It’s YOUR year
Around this time of year when everyone is telling NQTs how the are going to survive, or how they should thrive I am reminded of a blog I wrote during my undergraduate year abroad. In that blog I wrote about how my year abroad hadn’t lived up to the hype that had been built around it. All the tips and advice from other people, all the expectations that had been built about how the year should be. It didn’t live up to it and for a while I felt like that was my fault. When I wrote that post, I was contacted by other people on their year abroad who were feeling the same way, in fact I continued to get comments for a couple of years afterwards from people telling me that they were pleased to have found someone else feeling that way. We all said the same thing, we were surrounded by social media posts from classmates who were having ‘the time of their lives’, ‘the best year ever’ and making ‘friends for life’ but we weren’t having that experience.

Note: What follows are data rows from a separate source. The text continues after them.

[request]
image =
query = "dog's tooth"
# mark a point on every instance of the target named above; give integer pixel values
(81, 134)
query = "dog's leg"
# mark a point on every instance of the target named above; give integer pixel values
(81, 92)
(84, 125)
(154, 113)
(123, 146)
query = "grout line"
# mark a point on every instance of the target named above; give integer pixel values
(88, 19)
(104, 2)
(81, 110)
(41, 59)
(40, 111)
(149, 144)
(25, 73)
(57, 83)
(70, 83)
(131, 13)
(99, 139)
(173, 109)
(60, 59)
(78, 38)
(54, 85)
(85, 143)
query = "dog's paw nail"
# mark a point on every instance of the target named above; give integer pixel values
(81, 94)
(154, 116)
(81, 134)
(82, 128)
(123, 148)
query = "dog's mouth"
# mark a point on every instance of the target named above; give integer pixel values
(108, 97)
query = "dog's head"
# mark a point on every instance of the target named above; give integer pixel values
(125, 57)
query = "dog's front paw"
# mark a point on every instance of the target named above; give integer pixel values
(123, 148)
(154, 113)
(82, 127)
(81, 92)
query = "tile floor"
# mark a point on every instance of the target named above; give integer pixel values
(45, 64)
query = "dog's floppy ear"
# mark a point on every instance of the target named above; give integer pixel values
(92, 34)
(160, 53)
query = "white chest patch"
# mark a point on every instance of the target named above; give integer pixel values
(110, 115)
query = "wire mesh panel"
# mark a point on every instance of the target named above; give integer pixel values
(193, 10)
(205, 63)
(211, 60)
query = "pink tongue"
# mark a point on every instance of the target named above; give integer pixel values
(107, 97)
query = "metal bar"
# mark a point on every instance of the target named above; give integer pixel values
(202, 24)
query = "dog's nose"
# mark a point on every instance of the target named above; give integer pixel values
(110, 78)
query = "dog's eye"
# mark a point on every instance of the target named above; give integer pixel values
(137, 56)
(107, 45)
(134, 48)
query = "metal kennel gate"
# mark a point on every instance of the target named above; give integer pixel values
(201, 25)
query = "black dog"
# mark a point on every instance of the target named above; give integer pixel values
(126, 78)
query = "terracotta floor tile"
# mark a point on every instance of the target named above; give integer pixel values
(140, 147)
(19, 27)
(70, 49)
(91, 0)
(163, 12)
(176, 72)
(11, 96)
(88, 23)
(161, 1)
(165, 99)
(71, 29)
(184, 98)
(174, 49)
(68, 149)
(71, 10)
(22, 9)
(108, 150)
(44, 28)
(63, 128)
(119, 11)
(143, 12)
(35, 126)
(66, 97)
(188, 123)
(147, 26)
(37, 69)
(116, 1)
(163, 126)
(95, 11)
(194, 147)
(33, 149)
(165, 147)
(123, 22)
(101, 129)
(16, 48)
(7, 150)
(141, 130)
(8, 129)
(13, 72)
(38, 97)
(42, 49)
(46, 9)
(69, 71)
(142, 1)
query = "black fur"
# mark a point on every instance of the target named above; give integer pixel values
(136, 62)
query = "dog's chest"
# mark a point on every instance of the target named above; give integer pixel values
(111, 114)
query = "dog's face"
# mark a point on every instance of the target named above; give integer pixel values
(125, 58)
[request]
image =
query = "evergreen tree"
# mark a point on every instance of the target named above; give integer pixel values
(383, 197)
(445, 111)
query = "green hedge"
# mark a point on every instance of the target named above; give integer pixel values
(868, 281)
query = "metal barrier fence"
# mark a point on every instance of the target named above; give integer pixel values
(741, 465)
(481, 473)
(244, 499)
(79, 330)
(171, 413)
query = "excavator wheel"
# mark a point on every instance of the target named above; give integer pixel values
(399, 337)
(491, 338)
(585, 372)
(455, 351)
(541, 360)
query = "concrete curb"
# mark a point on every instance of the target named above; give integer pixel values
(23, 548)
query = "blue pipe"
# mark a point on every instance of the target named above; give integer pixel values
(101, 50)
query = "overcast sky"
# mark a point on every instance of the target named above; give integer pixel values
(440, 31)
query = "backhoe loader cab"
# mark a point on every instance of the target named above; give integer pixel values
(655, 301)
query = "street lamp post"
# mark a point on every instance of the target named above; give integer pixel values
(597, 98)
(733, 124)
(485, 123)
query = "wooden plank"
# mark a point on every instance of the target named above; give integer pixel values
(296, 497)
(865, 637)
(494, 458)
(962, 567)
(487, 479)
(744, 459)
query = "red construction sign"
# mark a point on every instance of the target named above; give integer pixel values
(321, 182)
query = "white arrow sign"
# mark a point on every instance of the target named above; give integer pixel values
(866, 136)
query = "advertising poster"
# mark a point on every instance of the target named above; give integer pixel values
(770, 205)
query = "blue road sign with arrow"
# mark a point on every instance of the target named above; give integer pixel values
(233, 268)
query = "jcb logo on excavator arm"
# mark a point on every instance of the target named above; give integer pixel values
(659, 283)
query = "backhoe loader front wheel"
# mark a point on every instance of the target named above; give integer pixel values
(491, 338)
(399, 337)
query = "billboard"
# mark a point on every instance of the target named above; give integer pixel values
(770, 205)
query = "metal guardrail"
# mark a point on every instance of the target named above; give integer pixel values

Today I was reminded of this feeling when reading all the tips and advice for NQTs and more experienced teachers commenting on how their NQT year was or how it should be. Much like that year abroad experience, everyone’s will be different. Some NQTs will feel like they are just trying to survive the year, looking at those who are flourishing and wondering what they’re doing wrong. There will be those that are thriving, getting on well and not finding things too tough, they might be wondering what they’ve missed, if they’re working hard enough or if there is something they’ve forgotten to do. This could apply to someone at any stage of their career, the PGCE student, the NQT, the new HOD etc. Everyone’s year is different, we’ll experience different things in different ways. We’ll tackle issues differently because of the different contexts we’re working in and the different people that we are. There’s nothing wrong with that.
Continue to read the blogs and tweets, see how others are reflecting on their experiences and what they’re sharing. You never know, it might work for you. However, it might not, and that’s ok. The danger of Twitter and blogging is the comparisons we make between ourselves and others, comparisons that mean nothing and get us nowhere. So, whatever stage you’re at in your career, remember that this year is YOUR year. There is no mould you have to fit into, or track you have to follow. Live your year how it comes, take advice as and when you want but don’t try and live up to some imaginary expectation, it won’t work.